1959 film directed by Sidney Hayers

The White Trap is a 1959 British second feature ('B') thriller film directed by Sidney Hayers and starring Lee Patterson. The screenplay was by Peter Barnes.

==Plot==
Escaped convict Paul Langley tries to reach his wife who is about to have a baby.

==Cast==
- Lee Patterson as Paul Langley
- Conrad Phillips as Sgt. Morrison
- Michael Goodliffe as Inspector Walters
- Yvette Wyatt as Ann Fisher
- Felicity Young as Joan Langley
- Trevor Maskell as Dr. Lucas
- Harold Siddons as Maitland
- Charles Leno as Padre
- Ian Colin as Governor
- Helen Towers as Hilda Maxwell
- Jack Allen as Dr. Hayden
- Gillian Vaughan as Wendy
- John Abineri as Bernie, a Photographer (uncredited)

==Critical reception==
The Monthly Film Bulletin wrote: "An efficient low-budget chase thriller, neither particularly credible nor (in its hectic opening escape scenes) original, but sufficiently taut and showmanlike to grip the attention."
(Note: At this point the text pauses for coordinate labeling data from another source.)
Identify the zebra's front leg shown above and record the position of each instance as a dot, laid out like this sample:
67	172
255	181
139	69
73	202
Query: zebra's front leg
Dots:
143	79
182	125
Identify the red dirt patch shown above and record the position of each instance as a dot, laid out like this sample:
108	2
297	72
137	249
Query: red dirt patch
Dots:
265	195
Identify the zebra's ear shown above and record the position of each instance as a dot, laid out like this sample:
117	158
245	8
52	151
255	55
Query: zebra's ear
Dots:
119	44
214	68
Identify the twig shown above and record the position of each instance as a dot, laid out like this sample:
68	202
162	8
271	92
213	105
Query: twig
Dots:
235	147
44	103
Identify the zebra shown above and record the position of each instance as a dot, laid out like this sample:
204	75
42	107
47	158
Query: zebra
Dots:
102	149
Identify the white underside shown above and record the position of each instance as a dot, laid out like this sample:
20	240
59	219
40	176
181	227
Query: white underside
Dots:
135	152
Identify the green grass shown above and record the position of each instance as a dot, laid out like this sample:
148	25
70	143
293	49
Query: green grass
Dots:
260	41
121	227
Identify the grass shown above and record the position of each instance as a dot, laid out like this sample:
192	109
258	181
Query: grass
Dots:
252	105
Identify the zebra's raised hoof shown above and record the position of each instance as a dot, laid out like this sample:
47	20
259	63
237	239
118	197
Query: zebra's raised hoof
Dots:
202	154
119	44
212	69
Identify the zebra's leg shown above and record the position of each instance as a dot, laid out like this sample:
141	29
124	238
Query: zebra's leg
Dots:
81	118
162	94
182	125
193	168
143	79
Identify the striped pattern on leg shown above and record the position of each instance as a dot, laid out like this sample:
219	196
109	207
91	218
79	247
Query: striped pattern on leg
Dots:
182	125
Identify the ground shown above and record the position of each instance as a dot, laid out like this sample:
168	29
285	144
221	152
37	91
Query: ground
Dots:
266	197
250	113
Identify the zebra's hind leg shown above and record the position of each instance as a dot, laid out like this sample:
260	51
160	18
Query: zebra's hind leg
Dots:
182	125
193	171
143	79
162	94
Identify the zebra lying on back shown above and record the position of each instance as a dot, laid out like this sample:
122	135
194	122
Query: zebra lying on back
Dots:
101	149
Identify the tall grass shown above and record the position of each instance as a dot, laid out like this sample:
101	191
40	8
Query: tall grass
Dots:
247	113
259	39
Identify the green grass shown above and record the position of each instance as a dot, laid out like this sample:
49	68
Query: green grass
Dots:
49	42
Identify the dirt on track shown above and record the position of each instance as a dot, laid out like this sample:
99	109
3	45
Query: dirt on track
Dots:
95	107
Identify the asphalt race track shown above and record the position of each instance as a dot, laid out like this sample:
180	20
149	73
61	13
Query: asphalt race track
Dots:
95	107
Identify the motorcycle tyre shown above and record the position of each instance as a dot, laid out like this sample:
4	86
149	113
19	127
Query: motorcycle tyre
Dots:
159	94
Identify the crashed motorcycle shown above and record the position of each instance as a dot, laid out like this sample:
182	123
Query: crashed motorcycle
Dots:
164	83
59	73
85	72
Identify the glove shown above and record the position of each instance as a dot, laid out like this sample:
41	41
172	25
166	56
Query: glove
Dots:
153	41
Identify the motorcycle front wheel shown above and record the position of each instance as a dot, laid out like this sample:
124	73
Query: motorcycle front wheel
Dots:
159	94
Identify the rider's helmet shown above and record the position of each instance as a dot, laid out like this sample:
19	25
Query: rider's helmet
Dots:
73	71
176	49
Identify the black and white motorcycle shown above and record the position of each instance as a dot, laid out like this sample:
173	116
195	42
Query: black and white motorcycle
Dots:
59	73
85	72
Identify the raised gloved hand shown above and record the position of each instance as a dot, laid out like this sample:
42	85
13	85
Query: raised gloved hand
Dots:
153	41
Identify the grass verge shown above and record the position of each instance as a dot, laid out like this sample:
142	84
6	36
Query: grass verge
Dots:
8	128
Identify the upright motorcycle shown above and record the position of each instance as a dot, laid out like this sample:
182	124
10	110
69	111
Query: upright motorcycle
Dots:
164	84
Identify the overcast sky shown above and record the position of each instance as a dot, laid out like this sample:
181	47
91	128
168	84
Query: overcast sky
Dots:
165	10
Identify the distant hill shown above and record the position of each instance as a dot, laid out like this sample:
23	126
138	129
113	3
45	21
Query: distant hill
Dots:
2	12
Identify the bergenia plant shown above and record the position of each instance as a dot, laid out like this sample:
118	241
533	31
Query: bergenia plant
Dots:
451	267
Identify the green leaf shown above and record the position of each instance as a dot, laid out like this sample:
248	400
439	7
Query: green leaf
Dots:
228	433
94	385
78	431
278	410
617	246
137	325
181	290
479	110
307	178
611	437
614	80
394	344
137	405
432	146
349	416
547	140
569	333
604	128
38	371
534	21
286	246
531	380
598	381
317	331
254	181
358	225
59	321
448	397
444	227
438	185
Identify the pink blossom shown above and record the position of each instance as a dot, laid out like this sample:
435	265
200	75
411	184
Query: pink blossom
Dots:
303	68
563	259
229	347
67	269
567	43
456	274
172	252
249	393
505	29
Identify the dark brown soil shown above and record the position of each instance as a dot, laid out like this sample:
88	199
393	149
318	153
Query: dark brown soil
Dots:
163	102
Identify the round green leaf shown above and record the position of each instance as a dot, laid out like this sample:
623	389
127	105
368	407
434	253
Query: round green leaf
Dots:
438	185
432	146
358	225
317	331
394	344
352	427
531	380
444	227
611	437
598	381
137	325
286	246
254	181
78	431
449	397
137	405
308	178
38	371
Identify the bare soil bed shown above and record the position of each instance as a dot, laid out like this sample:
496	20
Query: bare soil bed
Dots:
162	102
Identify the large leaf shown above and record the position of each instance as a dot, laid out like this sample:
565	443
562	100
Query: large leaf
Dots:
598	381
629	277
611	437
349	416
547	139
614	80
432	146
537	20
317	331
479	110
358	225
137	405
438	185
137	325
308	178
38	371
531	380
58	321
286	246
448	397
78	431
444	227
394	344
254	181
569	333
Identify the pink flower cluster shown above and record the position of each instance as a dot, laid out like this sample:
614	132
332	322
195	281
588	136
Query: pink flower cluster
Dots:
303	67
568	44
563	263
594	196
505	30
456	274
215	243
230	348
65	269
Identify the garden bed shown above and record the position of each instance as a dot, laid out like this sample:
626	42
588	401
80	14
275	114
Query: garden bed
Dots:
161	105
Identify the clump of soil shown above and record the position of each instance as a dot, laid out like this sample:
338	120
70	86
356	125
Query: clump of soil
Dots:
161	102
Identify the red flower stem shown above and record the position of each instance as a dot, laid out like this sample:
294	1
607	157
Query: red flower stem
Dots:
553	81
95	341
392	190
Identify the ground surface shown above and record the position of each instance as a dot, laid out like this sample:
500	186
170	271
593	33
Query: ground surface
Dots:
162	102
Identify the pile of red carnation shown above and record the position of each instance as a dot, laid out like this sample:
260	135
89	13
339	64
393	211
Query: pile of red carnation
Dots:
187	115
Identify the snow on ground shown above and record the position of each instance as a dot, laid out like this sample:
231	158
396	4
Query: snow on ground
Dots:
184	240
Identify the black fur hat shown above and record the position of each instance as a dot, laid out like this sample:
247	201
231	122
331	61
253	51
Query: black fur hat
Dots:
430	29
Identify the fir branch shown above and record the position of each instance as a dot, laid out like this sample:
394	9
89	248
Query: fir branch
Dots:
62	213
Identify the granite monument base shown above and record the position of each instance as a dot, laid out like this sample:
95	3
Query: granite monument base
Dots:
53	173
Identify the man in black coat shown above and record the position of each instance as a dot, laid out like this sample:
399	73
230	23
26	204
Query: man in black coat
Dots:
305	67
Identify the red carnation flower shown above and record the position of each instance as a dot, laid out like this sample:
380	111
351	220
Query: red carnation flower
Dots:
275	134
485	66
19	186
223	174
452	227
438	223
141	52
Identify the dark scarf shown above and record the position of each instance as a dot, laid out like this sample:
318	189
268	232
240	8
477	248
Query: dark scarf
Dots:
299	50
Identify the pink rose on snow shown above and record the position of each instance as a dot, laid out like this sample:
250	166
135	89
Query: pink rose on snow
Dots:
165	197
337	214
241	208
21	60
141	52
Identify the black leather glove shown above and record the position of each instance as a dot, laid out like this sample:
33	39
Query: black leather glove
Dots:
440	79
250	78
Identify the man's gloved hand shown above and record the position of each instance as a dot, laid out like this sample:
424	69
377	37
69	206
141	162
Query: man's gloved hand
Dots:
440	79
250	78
Picturegoer wrote: "The escape opening is somewhat routine, but the chase leads up excitingly to a twist ending."

Picture Show wrote: "There is nothing out of the ordinary about the first half of the film, although it never drags, but it picks up towards the end when there is an entertaining mixture of action, humour and feminine appeal."

TV Guide wrote "The suspense builds up towards the end, but the plot is unrelentingly downbeat."

Noirish noted "one of those unexpected gems that occasionally bring joy to the B-feature watcher’s heart."

==Home media==
The film is available as a Special Feature on Edgar Wallace Mysteries volume 2, released by Network DVD in 2012.